AT-201b · Module 1

Context Passing & Management

4 min read

Context is the information an agent needs to do its job well. Too little context and the agent guesses. Too much context and the agent drowns in irrelevant information that dilutes the signal. Context management is the discipline of passing exactly the right information to each agent — not everything the coordinator knows, but the specific subset that the receiving agent needs for its specific task.

I use three levels of context. Task context — the immediate assignment: what to do, what format to return, what constraints to follow. This is unique per dispatch. Domain context — the background knowledge the agent needs: the client's industry, the engagement scope, the competitive landscape. This is shared across agents working the same engagement but different from engagement to engagement. System context — the agent's standing instructions: its role definition, communication protocols, output standards. This is constant and rarely changes.

When dispatching, the coordinator assembles context from all three levels. System context is baked into the agent's prompt template. Domain context is injected from the engagement record. Task context is written fresh for each dispatch. The result is a prompt that gives the agent everything it needs and nothing it does not.

  1. 1. Define System Context The agent's role, communication standards, and output format requirements. This lives in the agent's prompt template and rarely changes.

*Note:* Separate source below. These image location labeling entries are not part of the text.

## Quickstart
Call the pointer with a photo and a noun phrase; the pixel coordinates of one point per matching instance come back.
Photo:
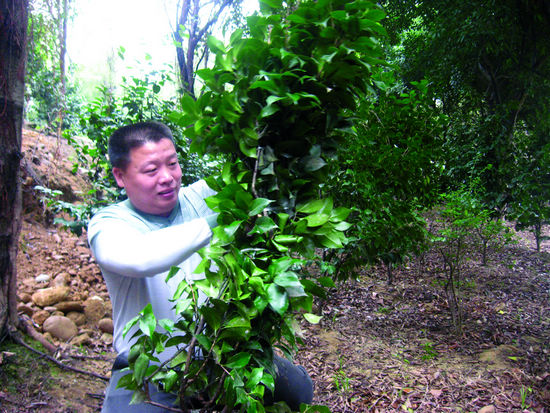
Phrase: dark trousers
(292, 385)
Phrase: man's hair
(124, 139)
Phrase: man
(137, 241)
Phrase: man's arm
(121, 249)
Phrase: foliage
(140, 99)
(389, 173)
(196, 20)
(275, 104)
(43, 82)
(531, 187)
(489, 65)
(462, 220)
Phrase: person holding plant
(137, 241)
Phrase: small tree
(275, 104)
(389, 174)
(13, 29)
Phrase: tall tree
(47, 61)
(13, 29)
(489, 63)
(195, 20)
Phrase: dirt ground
(378, 348)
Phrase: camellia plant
(277, 103)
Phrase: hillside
(378, 348)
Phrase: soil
(378, 347)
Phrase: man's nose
(165, 176)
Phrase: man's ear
(119, 176)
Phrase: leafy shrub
(389, 174)
(275, 104)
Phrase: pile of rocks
(64, 317)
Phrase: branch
(259, 151)
(20, 341)
(30, 331)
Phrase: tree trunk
(189, 19)
(13, 30)
(63, 16)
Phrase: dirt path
(378, 348)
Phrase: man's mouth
(167, 192)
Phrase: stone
(106, 325)
(78, 318)
(49, 296)
(94, 308)
(68, 306)
(42, 278)
(25, 309)
(40, 316)
(60, 279)
(107, 338)
(25, 298)
(60, 327)
(81, 340)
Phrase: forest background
(440, 149)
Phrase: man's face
(152, 179)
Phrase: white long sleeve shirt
(136, 250)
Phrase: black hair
(124, 139)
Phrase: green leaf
(167, 324)
(129, 325)
(238, 361)
(326, 282)
(258, 205)
(147, 321)
(318, 205)
(312, 163)
(138, 397)
(316, 220)
(288, 239)
(278, 298)
(212, 316)
(339, 214)
(287, 279)
(173, 271)
(140, 368)
(170, 379)
(312, 318)
(263, 225)
(215, 45)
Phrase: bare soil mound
(378, 348)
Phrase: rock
(60, 279)
(25, 309)
(49, 296)
(78, 318)
(60, 327)
(68, 306)
(25, 298)
(107, 338)
(106, 325)
(40, 316)
(81, 340)
(42, 278)
(94, 308)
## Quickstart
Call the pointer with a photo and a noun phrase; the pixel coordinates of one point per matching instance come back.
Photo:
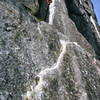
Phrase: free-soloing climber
(43, 12)
(47, 11)
(49, 1)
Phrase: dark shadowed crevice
(80, 14)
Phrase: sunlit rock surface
(49, 52)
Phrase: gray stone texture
(49, 52)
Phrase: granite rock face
(49, 52)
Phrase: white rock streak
(93, 22)
(51, 10)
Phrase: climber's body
(48, 1)
(43, 12)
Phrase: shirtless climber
(49, 1)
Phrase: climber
(49, 1)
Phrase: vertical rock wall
(49, 57)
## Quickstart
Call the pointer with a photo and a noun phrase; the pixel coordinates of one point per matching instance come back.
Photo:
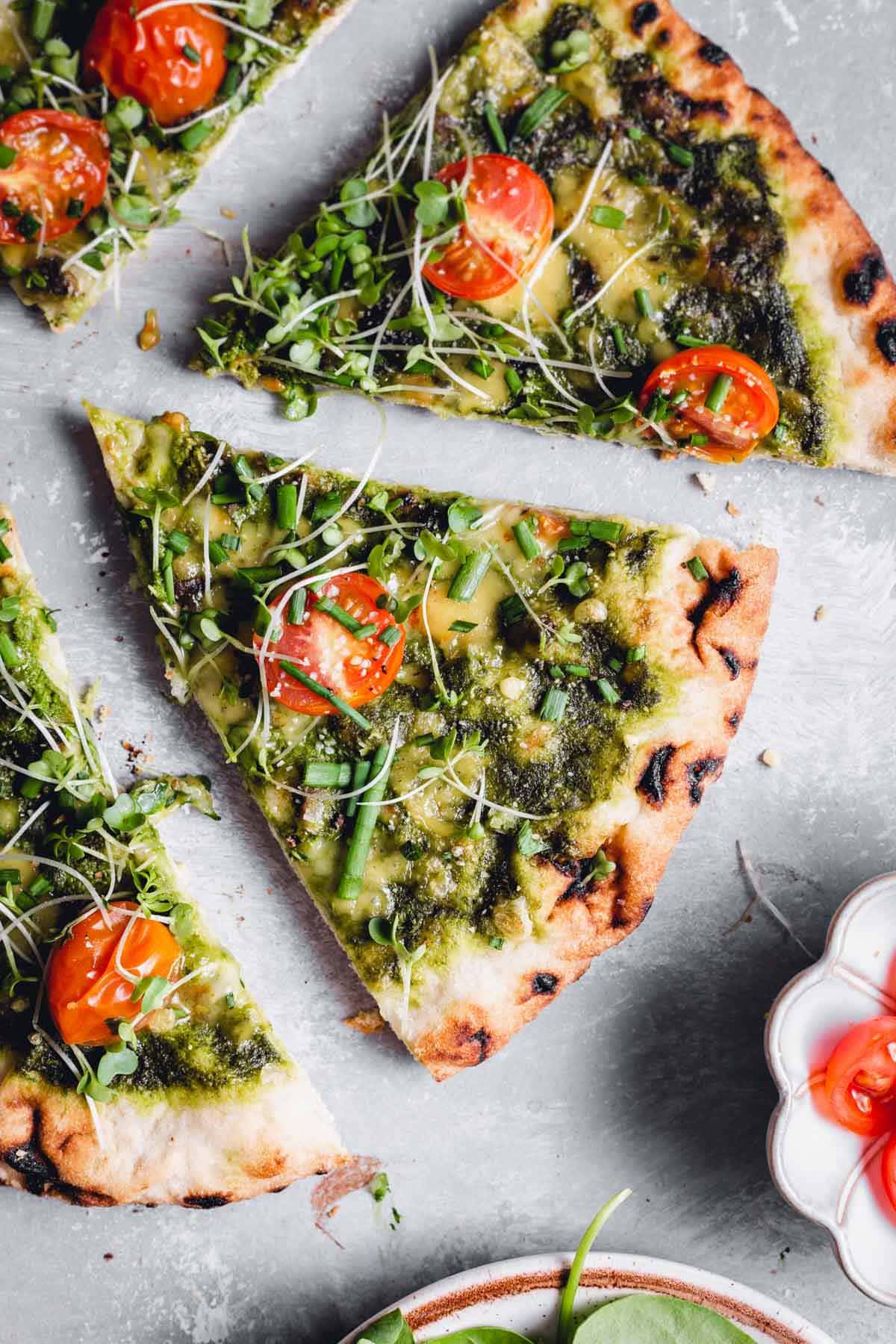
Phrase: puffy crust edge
(166, 1151)
(484, 1004)
(828, 242)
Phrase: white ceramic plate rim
(702, 1281)
(835, 948)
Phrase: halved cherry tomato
(356, 670)
(889, 1169)
(85, 988)
(860, 1080)
(511, 211)
(58, 175)
(172, 62)
(748, 411)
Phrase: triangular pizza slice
(476, 729)
(590, 225)
(134, 1065)
(108, 113)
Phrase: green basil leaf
(656, 1320)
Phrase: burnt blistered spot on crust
(722, 594)
(887, 340)
(544, 983)
(862, 282)
(731, 662)
(34, 1164)
(653, 781)
(484, 1042)
(642, 15)
(697, 774)
(712, 54)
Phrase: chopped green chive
(554, 705)
(602, 530)
(644, 302)
(608, 217)
(361, 774)
(526, 539)
(480, 366)
(547, 102)
(682, 156)
(327, 774)
(496, 129)
(470, 574)
(719, 393)
(8, 651)
(326, 694)
(352, 878)
(609, 691)
(296, 606)
(514, 382)
(287, 507)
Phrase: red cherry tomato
(84, 986)
(58, 175)
(748, 411)
(511, 211)
(356, 670)
(860, 1080)
(889, 1169)
(172, 62)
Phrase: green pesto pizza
(476, 729)
(590, 225)
(134, 1066)
(108, 111)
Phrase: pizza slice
(476, 729)
(588, 225)
(108, 112)
(134, 1065)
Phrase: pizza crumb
(149, 334)
(368, 1021)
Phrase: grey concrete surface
(650, 1070)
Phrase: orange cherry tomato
(58, 174)
(748, 411)
(356, 670)
(84, 986)
(860, 1080)
(889, 1169)
(172, 62)
(511, 211)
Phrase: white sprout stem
(25, 826)
(207, 475)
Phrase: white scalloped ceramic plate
(524, 1296)
(824, 1171)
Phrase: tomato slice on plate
(321, 645)
(171, 62)
(85, 988)
(727, 429)
(58, 174)
(509, 213)
(860, 1080)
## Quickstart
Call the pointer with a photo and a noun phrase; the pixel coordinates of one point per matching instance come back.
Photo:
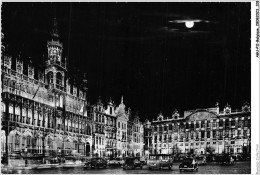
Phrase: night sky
(135, 50)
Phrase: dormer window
(50, 78)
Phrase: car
(96, 162)
(189, 163)
(133, 162)
(116, 161)
(227, 160)
(201, 160)
(160, 161)
(181, 157)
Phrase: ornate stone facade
(203, 131)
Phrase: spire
(122, 100)
(54, 30)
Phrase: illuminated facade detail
(203, 131)
(135, 136)
(121, 136)
(110, 129)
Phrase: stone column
(6, 100)
(21, 110)
(14, 104)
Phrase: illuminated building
(45, 115)
(203, 131)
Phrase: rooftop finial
(122, 100)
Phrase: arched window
(59, 79)
(50, 78)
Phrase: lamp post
(26, 161)
(59, 154)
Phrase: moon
(189, 24)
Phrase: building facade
(44, 115)
(135, 131)
(110, 130)
(148, 147)
(122, 119)
(203, 131)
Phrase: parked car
(96, 163)
(181, 157)
(227, 160)
(116, 161)
(133, 162)
(189, 163)
(201, 160)
(159, 161)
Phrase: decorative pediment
(246, 107)
(175, 115)
(160, 117)
(201, 115)
(227, 109)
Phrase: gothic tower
(56, 67)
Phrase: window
(214, 124)
(239, 132)
(226, 123)
(226, 133)
(203, 124)
(59, 79)
(214, 134)
(246, 123)
(192, 125)
(160, 138)
(232, 133)
(233, 122)
(220, 133)
(192, 134)
(208, 134)
(50, 77)
(240, 123)
(187, 125)
(165, 128)
(208, 124)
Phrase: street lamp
(25, 151)
(59, 153)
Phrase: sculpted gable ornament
(201, 115)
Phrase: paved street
(238, 168)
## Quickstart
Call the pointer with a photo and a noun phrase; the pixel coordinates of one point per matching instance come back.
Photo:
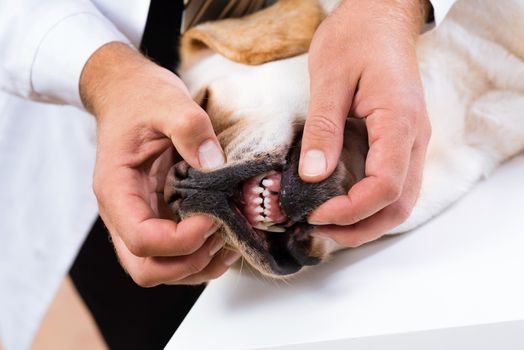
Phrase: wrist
(403, 17)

Update it when the agent's scope or standards evolve.
  2. 2. Load Domain Context The engagement-specific information: client name, industry, stakeholders, scope, timeline. Pull this from the engagement record. Include only what is relevant to the agent's specialty — the research agent needs industry context, the legal agent needs compliance context.
  3. 3. Write Task Context The specific assignment for this dispatch: what to produce, what format, what constraints, what is the deadline. This is unique per task and should be concise — if the task context exceeds a paragraph, the task may need to be decomposed into subtasks.
  4. 4. Verify Context Completeness Before dispatching, check: does the agent have everything it needs to complete this task without asking follow-up questions? If not, add the missing context. If the agent has to ask the coordinator for clarification, the dispatch was incomplete.